Vielleicht, vielleicht auch nicht. Und was wäre passiert, wenn ich mich nicht
befreit hätte? Hätte er mich zu dem toten Stefan geführt und ich hätte zusehen
müssen, wie er ihn verbrennt? Hätte er mich vorher vergewaltigt, getötet? Nein,
mit diesen Fragen will ich mich jetzt nicht quälen.

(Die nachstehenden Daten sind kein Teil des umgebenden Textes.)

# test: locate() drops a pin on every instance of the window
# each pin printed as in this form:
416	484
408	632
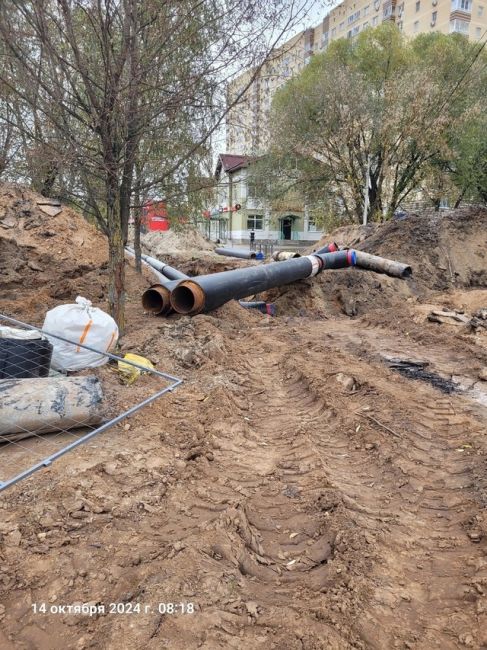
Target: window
312	227
461	5
251	189
459	26
255	222
353	17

    Ich will an Stefan denken. Siebzehn Jahre waren wir zusammen, fast
vier Jahre haben wir unseren Traum gelebt – sind gesegelt und haben dabei die
Welt gesehen, andere Menschen und Kulturen kennengelernt. Und jetzt sind wir
beide aus dem Traum gefallen. Stefans Sicht vom Tod war immer sehr abgeklärt
gewesen. Als ich im Juli 2011 erfuhr, dass mein Vater nach langer Krankheit
gestorben war, und ich in Tränen ausbrach, sagte Stefan zu mir: »Tot ist tot.
Warum weinst du?«
    Plötzlich hören wir ein Donnern.
    Â»Rennt!«, ruft ein Polizist. »Steinschlag. Lauft schnell!«
    Alle rennen, die Polizisten hasten aber noch aus einem anderen Grund
los: Sie wollen sichergehen, dass dort oben auf dem Geröllhaufen nicht der
Täter ist und einen Steinschlag ausgelöst hat. Die Polizei geht, wie ich daran
sehe, nicht von einem Unfall aus, obwohl ein solcher in diesem gefährlichen
Gebiet plausibel wäre. Ein solcher Brocken, der den Kopf trifft – kaum jemand
wird das überleben. Stefan könnte sich beim Herumklettern ja das Genick
gebrochen haben. Und weil Arihano nicht wusste, wie er es mir sagen sollte, hat
er mit dem Feuer alle Hinweise beseitigen wollen. Der Staatsanwalt schüttelt
den Kopf, während wir in Sicherheit sind, auf die Polizisten warten und ich ihm
meine Theorie dargelegt habe. Er sagt: »Ich vermute, das war Raubmord.«
    Der Steinschlag war nichts weiter als ein natürlicher Steinschlag
gewesen, das teilen uns die wiederkehrenden SEK -Leute
mit. Der Staatsanwalt hat nichts anderes erwartet. Ich muss daran denken, wie
schlecht Stefan darin war, Gefahren frühzeitig zu erkennen. Ein
Fingerspitzengefühl für sie zu haben. In der Welt, in der er lebte, war alles
harmonisch. Sagte ich über einen Menschen, bei dem würde etwas nicht stimmen,
lachte er nur, ging einfach darüber hinweg, meinte, ich würde alles viel zu
schwarzsehen. Was, wenn der Täter ihn mit seinem Gewehr bedroht hat und Stefan
einfach nur über ihn lachte, ihn nicht ernst genommen hat? Vielleicht rastet so
ein Mensch dann aus? Vielleicht hat Stefan die Situation völlig falsch
eingeschätzt.
    Als wir nach vier Stunden wieder in die Bucht kommen, müssen wir auf
das Speedboot warten. Wir gehen hinüber in das am Strand eingerichtete Lager,
in dem in den letzten Tagen zwanzig SEK -Leute
unermüdlich im Einsatz waren.
    Das Camp ist offen, sehr spartanisch, die Männer schlafen in
Hängematten. Ein paar spielen Karten an dem einzigen Tisch, einer duscht sich
vor der Überdachung mit einem Wasserschlauch ab. Ich setze mich zu den Leuten
an den Tisch. Sie bieten mir etwas zu essen und zu trinken an.
    Der Staatsanwalt und der SEK -Chef warten
am Strand. Sie wollen den Männern wohl ihre wenige Freizeit gönnen. Vries ist
auch bei ihnen.
    Später erfahre ich, dass an genau diesem Tisch die Asche der
Feuerstelle durchsucht wurde – denn als sie gefunden wurde, fing es zu regnen
an, und man packte die Asche in Plastiksäcke, um sie im Trockenen nach
Gegenständen zu untersuchen.
    In der Gegenwart der SEK -Leute fühle ich
mich sicher, sie geben mir die Gewissheit, das alles Menschenmögliche getan
wird, den frei herumlaufenden Täter zu fassen und Klarheit in die Sache zu
bringen. Das SEK – das ist nicht nur eine Einheit,
ein Name, ein Sondereinsatzkommando, nein, dadurch, dass ich in ihre Gesichter
sehe, unsere Augen sich treffen, sind es Menschen, die mir helfen, mich
unterstützen. Und vor allem sind es keine Mitleidsblicke, wie ich sie später
noch oft erleben soll, die sie mir zuwerfen, nein, es sind Blicke, die mir
erzählen, wie stark ich bin, dass ich mich gewehrt und überlebt habe.